The requirements affect CFTC Forex rules, but may in fact not affect CFTC Forex swaps. The swaps may be exempt from the new rules and the US Treasury wants a clarification on this issue by the end of November.
Why not swaps
The reason for the leniency by the government agency concerning CFTC Forex swaps is because of the nature of the financial instrument. Put into one sentence, a Forex swap is the simultaneous purchase and sale of the same amount of a given currency for two different dates, against the sale and purchase of another. You can see why this might not be attractive to the newbie Forex trader. Basically what you're doing is borrowing one currency while lending another for a specified amount of time. You're locking in two rates.
The concern is not then necessarily one of speculation and the CFTC may not be as concerned with the practice concerning the Forex swap. Also, past problems involving the Forex market never had anything to do with this method of trading and the brokers that offer it and allow it have been legitimate.
However, as it turns out, the Treasury doesn't want any possible loopholes and needs the issue of the CFTC Forex swaps resolved.
Protecting the trader
First and foremost the CFTC new rule protects the Forex trader. It took a long time for the Forex market to lose its reputation as a scam filled playground. Many Forex traders lost considerable amounts of money due to shady and dishonest practices by so-called “Forex brokers” who were nothing more than the same kind of people that run email scams.
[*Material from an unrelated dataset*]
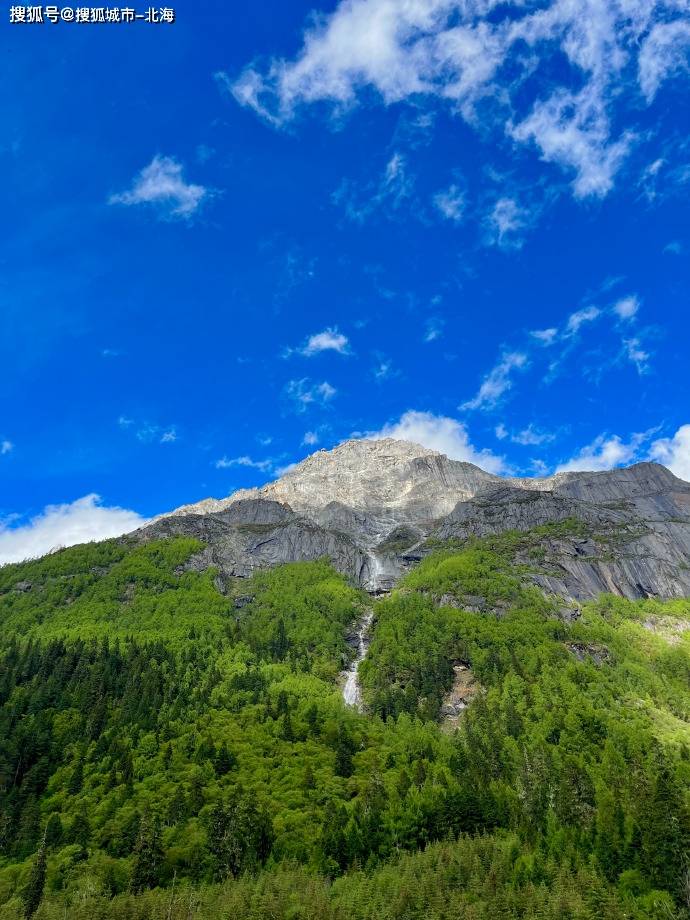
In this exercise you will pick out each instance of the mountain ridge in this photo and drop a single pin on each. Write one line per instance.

With CFTC oversight the Forex trader doesn't have to be concerned as to the legitimacy of the broker he chooses. The Forex broker will have the same kind of guidelines and parameters as any commodities firm in New York and Chicago. They are required to have certification and it is up to the Forex trader to make sure the Forex broker he's dealing with has that certification.
Possibly the most important factor concerning the CFTC new rule is that anyone soliciting retail Forex accounts will be required to register with the CFTC. That includes brokers, advisors, and money managers dealing with the Forex market.
Another significant change concerning CFTC Forex rules is that CFTC's new rules require Forex dealers/brokers to cap leverage at 50:1 on major currency pairs and 20:1 on exotics. This not only makes the market more tenable, but also levels the playing field making it more realistic.
A Forex broker can no longer make outlandish promises to bait potential traders. They are now being regulated. Something that probably should have happened a while ago, but certainly a move that is welcomed by a market that has yet to reach its maturity.
Only the beginning
Although the CFTC has started the ball rolling, it is only a start. Hopefully, Europe will follow suit with similar regulations. These kinds of regulations are necessary to nurture the Forex market and increase the liquidity. Without the necessary regulation, it was doomed to become worse than a typical gambling website.
The Forex market deserves to have its place established in the world markets alongside commodities, stocks, and futures. To gain the CFTC's stamp of approval is huge for Forex traders around the world and should be a welcomed change. The effects will be immediate, and the market will benefit.